Beschikking van 27 januari 2021
Bij de beschikking van 27 januari 2021 is een aanvulling tot € 30.000, te weten € 8.190 aan belanghebbende toegekend. Gemachtigde stelt dat sprake is van nadere besluitvorming (6:19 Awb), althans deze beschikking praktisch gezien samenhangt met de primaire beschikking van 26 maart 2020. Er is sprake van een gewijzigd besluit hangende de bezwaarprocedure, dat niet geheel aan de bezwaren tegemoet komt. De bezwaren tegen de primaire beschikking dienen daarom mede gericht te worden geacht tegen de beschikking van 27 januari 2021. Indien de dienst in zijn beslissing op bezwaar evenwel een hoger compensatiebedrag dan € 30.000 toekent, dan komt de beschikking van 27 januari 2021 te vervallen. Het gewijzigde besluit levert daarnaast een grondslag op voor kostenvergoeding (artikel 7:15 Awb). Los van zijn juridisch standpunt pleit gemachtigde voor een gevoegde behandeling.
Catshuisregeling
Gemachtigde stelt dat de Catshuisregeling niet voldoet aan de exceptieve toetsing wegens strijdigheid met het evenredigheids- en het gelijkheidsbeginsel. Het bedrag van € 30.000 betreft een (aanvullend) forfaitair bedrag, maar staat los van de hoogte van het teruggevorderde bedrag, de duur van alle procedures of de daadwerkelijke grondslag van de geleden schade (CAF, OGS (opzet/grove schuld) of een andere grondslag). Hierdoor ontvangen belanghebbenden die meer schade hebben geleden relatief minder dan wel geen compensatie op grond van deze regeling dan anderen.

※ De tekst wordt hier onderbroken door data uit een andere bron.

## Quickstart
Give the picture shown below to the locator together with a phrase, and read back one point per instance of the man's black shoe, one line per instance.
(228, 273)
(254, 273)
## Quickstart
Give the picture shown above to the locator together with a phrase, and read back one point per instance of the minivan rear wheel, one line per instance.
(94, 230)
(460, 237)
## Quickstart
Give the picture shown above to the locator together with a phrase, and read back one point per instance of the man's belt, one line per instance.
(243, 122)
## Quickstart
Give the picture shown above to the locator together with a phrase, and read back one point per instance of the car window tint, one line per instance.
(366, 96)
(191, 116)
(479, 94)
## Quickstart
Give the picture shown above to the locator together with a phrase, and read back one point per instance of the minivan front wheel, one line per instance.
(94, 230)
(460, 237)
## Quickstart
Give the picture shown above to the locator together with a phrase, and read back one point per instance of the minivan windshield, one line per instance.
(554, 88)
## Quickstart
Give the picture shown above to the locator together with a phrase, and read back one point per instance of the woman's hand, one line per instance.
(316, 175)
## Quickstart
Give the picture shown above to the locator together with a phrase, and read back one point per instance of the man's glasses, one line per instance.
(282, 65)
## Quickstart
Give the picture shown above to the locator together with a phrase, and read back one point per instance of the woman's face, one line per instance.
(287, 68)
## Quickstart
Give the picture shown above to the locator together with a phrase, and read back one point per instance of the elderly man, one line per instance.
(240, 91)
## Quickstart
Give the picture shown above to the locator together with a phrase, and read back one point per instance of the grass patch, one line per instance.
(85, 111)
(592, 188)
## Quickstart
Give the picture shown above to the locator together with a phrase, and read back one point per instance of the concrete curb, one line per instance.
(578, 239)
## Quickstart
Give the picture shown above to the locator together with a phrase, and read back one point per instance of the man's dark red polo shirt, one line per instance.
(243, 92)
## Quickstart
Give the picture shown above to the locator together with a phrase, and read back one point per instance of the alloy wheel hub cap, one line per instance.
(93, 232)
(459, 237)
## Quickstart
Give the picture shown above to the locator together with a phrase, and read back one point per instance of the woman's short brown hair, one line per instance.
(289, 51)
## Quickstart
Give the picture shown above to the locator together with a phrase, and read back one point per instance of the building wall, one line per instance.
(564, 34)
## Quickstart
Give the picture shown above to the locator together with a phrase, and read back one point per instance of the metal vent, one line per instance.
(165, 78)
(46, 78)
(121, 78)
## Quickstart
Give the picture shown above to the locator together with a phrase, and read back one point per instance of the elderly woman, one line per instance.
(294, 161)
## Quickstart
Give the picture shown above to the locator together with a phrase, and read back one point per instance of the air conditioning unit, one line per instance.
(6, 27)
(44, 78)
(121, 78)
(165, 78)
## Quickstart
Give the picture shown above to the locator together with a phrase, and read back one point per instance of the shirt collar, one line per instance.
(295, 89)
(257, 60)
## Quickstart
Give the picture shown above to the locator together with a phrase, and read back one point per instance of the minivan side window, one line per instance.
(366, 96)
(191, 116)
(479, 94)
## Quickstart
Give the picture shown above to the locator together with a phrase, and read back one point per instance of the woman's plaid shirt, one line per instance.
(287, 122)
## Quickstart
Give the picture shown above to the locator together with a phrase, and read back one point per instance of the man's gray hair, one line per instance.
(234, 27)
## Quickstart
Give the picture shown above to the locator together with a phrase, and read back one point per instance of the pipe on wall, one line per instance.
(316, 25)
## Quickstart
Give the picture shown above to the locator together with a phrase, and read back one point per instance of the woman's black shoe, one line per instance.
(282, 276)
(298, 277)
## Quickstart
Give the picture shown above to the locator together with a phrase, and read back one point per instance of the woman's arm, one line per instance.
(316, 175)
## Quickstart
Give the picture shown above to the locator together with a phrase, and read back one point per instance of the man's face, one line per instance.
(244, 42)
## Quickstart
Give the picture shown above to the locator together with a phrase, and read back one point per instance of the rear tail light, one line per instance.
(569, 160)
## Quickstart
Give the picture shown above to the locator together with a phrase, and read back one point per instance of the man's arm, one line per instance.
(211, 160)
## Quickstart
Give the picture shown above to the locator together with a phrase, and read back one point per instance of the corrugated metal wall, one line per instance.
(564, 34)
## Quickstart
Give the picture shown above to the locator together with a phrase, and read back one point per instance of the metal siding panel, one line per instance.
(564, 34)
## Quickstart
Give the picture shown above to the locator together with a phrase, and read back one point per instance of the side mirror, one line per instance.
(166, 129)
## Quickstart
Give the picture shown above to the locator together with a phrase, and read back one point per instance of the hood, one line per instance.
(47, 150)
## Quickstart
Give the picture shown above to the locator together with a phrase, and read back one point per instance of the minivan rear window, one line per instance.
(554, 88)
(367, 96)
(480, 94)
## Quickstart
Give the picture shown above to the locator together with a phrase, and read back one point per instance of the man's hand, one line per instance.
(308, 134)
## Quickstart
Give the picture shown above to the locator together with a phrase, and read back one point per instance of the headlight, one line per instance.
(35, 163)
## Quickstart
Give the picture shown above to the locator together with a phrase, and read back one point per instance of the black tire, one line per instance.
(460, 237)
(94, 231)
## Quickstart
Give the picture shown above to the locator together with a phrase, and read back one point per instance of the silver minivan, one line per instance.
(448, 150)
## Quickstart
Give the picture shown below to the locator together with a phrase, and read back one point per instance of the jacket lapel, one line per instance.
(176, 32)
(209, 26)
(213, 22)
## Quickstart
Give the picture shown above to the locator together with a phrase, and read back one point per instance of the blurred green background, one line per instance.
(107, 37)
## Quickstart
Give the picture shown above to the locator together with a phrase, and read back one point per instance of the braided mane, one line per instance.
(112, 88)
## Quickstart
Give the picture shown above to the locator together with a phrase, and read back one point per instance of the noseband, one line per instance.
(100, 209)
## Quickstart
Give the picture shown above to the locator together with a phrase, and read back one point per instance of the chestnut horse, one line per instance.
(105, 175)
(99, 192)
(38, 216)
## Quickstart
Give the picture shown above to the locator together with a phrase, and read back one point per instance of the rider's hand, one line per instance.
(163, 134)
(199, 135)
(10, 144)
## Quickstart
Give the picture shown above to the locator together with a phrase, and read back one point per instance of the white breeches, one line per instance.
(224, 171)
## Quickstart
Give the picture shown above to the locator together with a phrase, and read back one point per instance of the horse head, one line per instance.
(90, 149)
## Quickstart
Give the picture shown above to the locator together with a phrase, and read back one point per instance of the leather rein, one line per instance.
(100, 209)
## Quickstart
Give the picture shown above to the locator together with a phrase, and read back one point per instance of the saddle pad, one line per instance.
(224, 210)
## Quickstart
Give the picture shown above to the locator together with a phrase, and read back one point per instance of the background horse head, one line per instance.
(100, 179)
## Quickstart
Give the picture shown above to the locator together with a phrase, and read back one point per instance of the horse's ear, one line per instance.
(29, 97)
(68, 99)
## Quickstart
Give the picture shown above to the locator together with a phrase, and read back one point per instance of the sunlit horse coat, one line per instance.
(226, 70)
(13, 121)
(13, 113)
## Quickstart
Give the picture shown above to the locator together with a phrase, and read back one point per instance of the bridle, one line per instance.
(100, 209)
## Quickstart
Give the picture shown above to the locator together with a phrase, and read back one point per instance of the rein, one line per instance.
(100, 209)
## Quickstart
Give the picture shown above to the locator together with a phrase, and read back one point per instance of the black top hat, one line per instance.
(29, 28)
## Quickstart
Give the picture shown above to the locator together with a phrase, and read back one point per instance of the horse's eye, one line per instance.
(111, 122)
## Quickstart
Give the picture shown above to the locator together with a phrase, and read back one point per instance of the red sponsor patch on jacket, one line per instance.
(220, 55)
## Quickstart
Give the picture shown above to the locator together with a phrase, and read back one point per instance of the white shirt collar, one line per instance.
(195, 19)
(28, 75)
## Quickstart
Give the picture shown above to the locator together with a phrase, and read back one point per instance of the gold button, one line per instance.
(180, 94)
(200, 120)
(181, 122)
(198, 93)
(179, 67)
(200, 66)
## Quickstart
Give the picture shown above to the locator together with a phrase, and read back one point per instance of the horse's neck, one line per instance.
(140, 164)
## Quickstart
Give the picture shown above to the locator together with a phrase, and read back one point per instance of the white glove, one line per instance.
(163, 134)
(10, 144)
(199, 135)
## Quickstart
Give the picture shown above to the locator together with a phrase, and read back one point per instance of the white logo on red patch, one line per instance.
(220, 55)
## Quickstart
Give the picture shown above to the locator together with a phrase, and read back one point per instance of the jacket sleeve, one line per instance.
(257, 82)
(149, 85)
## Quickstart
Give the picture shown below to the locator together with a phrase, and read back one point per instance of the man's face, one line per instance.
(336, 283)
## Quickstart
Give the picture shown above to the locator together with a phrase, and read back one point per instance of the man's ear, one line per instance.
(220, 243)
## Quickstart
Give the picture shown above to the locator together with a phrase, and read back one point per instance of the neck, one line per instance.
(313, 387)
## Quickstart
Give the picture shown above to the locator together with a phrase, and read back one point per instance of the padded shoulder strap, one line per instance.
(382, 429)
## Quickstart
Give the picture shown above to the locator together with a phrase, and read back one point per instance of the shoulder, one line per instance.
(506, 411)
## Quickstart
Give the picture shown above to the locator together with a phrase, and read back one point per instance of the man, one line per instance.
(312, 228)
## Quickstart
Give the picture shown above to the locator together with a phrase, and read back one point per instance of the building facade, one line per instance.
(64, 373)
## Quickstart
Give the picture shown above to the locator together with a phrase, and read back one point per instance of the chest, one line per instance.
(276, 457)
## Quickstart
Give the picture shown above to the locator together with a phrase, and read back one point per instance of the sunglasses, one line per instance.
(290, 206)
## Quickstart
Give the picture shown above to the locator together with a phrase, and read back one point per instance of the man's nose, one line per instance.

Gemachtigde pleit ervoor om uit te gaan van het (hoogste) bedrag aan zuivere schade binnen het forfait van € 30.000 en dat bedrag als zuivere schade aan elke ouder uit te keren.
Motivering en dossier
Het primaire besluit voldoet niet aan de eisen van de artikelen 3:2 (zorgvuldige voorbereiding) en 3:46 (motivering van het besluit) van de Algemene Wet Bestuursrecht (hierna: Awb). De reden hiervoor is het ontbreken van het (bezwaar)dossier en de wijze waarop de nadere stukken van de gemachtigde, in reactie op de vooraankondiging van 17 december 2019, al of niet zijn meegewogen door de dienst. Daarnaast is (de berekening van) het compensatiebedrag niet deugdelijk gemotiveerd, meer in het bijzonder wat betreft een aantal onderdelen in de berekeningstabel bij de bestreden beschikking.
Berekening compensatie
De berekening van het compensatiebedrag (a) betreft de jaren 2012-2014, maar de schade als gevolg van CAF 11 of qua vooringenomenheid daarmee vergelijkbaar onderzoek loopt volgens gemachtigde (vermoedelijk) vanaf 2010 tot en met 2015. Hij verwijst hiervoor naar de ingebrachte bewijsstukken in verband met toekenning, terugvordering en verrekeningen/betalingen door belanghebbende. In de periode 2010-2011 was belanghebbende volgens gemachtigde aangesloten bij [gastouderbureau] en van 2012 tot en met 2015 bij [gastouderbureau]. In het kader van de opvraag van het dossier is deze informatie ook eerder gecommuniceerd met de persoonlijk zaakbehandelaar van de Uitvoeringsorganisatie Herstel Toeslagen (hierna: UHT), die aan belanghebbende is toegewezen. Gemachtigde stelt dat de jaren 2010, 2011 en 2015 ook in deze bezwaarprocedure beoordeeld dienen te worden (art. 7:11 Awb). Volgens gemachtigde valt de (her)berekening van deze jaren binnen de reikwijdte van het primaire besluit, omdat de aanmelding voor (her)berekening c.q. het verzoek om compensatie zich niet beperkt tot specifieke jaren en als uitgangspunt genomen moet worden voor de beoordeling/berekening van compensatie op grond van de Compensatieregeling.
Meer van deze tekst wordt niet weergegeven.